Così riferì nel 1592 all'inquisitore veneziano dei suoi dubbi sulla Trinità, ammettendo di aver "dubitato circa il nome di persona del Figliolo e del Spirito Santo, non intendendo queste due persone distinte dal Padre", ma considerando, neoplatonicamente, il Figlio l'intelletto e lo Spirito, pitagoricamente, l'Amore del Padre o l'Anima del mondo, non dunque Persone o Sostanze distinte, ma manifestazioni divine.
La fuga da Napoli
Denunciato da frate Agostino al padre provinciale Domenico Vita, costui istituì contro di lui un processo per eresia e, come racconterà Bruno stesso agli inquisitori veneti: "dubitando di non esser messo in preggione, me partii da Napoli ed andai a Roma". Bruno raggiunse Roma nel 1576, ospite del convento domenicano di Santa Maria sopra Minerva, il cui procuratore Sisto Fabri da Lucca, diverrà pochi anni dopo Generale dell'Ordine e nel 1581 censurò i saggi di Montaigne. Sono anni di gravi disordini: a Roma sembra non farsi altro, scriveva il cronista marchigiano Guido Gualtieri, che
"rubare e ammazzare: molti gittati in Tevere, né di popolo solamente, ma i monsignori, i figli di magnati, messi al tormento del fuoco e nipoti di cardinali erano levati dal mondo"

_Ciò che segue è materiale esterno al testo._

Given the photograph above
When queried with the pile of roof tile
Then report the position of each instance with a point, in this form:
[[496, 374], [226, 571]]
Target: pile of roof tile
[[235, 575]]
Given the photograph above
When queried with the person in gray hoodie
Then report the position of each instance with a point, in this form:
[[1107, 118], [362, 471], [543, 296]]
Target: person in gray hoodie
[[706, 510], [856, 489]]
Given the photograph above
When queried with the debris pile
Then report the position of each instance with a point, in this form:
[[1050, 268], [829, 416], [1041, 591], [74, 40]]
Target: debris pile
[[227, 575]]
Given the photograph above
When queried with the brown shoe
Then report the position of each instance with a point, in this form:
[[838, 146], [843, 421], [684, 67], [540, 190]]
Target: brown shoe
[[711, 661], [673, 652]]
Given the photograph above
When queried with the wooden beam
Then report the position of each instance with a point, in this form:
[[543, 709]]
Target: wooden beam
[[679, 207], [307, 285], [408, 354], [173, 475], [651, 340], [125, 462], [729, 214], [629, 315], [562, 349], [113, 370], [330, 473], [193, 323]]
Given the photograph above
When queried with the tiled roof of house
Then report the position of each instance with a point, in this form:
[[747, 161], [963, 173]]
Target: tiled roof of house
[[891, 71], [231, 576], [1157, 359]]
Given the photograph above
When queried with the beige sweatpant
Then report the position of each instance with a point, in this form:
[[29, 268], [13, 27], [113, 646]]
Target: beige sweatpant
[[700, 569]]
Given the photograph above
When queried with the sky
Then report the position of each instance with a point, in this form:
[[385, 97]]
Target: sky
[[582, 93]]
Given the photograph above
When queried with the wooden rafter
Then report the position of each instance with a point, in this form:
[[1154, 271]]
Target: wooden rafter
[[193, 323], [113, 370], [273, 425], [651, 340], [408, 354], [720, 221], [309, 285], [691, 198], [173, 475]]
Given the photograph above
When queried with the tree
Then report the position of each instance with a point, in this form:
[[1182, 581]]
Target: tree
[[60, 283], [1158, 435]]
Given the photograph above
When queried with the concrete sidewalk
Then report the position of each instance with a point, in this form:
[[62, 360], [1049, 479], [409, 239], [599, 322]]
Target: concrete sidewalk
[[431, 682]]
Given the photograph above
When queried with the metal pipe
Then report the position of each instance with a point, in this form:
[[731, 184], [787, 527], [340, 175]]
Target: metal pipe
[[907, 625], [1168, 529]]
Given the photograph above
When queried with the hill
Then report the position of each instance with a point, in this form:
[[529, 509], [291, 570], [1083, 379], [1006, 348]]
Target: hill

e ne incolpava il vecchio e debole papa Gregorio XIII. Anche Bruno è accusato di aver ammazzato e gettato nel fiume un frate: scrive il bibliotecario Guillaume Cotin il 7 dicembre 1585, che Bruno fuggì da Roma per
"un omicidio commesso da un suo frère per il quale egli è incolpato e in pericolo di vita, sia per le calunnie dei suoi inquisitori che, ignoranti come sono, non concepiscono la sua filosofia e lo accusano di eresia".
Oltre all'accusa di omicidio, Bruno ebbe infatti notizia che nel convento napoletano erano stati trovati tra i suoi libri opere di san Giovanni Crisostomo e di san Gerolamo annotate da Erasmo e che si stava istruendo contro di lui un processo per eresia.
Così, nello stesso anno 1576, Giordano Bruno abbandona l'abito domenicano, riassume il nome di Filippo, lascia Roma e fugge in Liguria. Nell'aprile 1576 Bruno è a Genova e scrive che allora, nella chiesa di Santa Maria di Castello, si adorava come reliquia e si faceva baciare ai fedeli la coda dell'asina che portò Gesù a Gerusalemme. Da qui, va poi a Noli, dove per quattro o cinque mesi insegna grammatica ai bambini e cosmografia agli adulti. Nel 1577 è a Savona, poi a Torino, che giudica "deliciosa città" ma, non trovandovi impiego, per via fluviale di inidirizza a Venezia, dove alloggia in una locanda nella contrada di Frezzeria, facendovi stampare il suo primo scritto, andato perduto De segni de' tempi, "per metter insieme un pocco de danari per potermi sustentar; la qual opera feci veder prima al reverendo padre maestro Remigio de Fiorenza", domenicano del convento dei santi Giovanni e Paolo. Ma a Venezia era in corso un'epidemia di peste che aveva fatto decine di migliaia di vittime, anche illustri come Tiziano, così Bruno va a Padova dove, dietro consiglio di alcuni domenicani, riprende il saio, quindi se ne va a Brescia, dove si ferma nel convento domenicano.